I'm trying to prove Osserman's third lemma in his proof of the Four Vertex Theorem:
Lemma 3. Let a smooth oriented unit speed curve $\gamma$ have the same unit tangent vector $\vec{t}$ at a point $P$ as a positively oriented circle $C$ of radius $R$. Let $\kappa$ be the curvature of $\gamma$. Then if $\kappa(P) > 1/R$, a neighborhood of $P$ on $\gamma$ lies inside $C$, while if $\kappa(P) < 1/R$, a neighborhood of $P$ on $\gamma$ lies outside $C$.

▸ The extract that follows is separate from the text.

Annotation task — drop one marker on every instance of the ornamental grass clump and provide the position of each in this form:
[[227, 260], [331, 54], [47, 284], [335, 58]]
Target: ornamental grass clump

It seems intuitive that that if the curvature of $\gamma$ is less than the curvature of the circle, then a portion of the $\gamma$ near $P$ should lie outside of the circle, while if the curvature of $\gamma$ is greater than the curvature of the circle, then a portion of the $\gamma$ near $P$ should lie inside of the circle.
I'm having trouble finding a rigorous solution, though, and I haven't been able to find anything relevant online.
My attempt at a proof
Consider the case where $\kappa(P) > 1/R$ at $P$. Now the osculating circles of $\gamma$ must have radius $\frac{1}{\kappa}<R$. By assumption, $\gamma$ and $C$ have the same unit normal vector at $P$, so the osculating circles of $\gamma$ on lie inside $C$.
If $\kappa' \neq 0$ on $P$, we can show algebraically that the osculating circle of $\gamma$ intersects with $\gamma$ on a neighborhood of $P$, and we are done. If $\kappa$ is constant on a neighborhood of $P$, then $\gamma$ must coincide with its osculating circle on that neighborhood, and we are also done. Otherwise, since $\gamma$ is smooth, there is a point infinitesmally close to $P$ with $\kappa' \neq 0$ and $\kappa(P) > 1/R$, so we have the same result.
The case where $\kappa(P) < 1/R$ is extremely similar.
This feels very hand-wavy and probably incorrect -- especially in the case where $\kappa' = 0$. (I found that requirement for the intersection with the osculating circle from an answer on here). Any advice would be appreciated!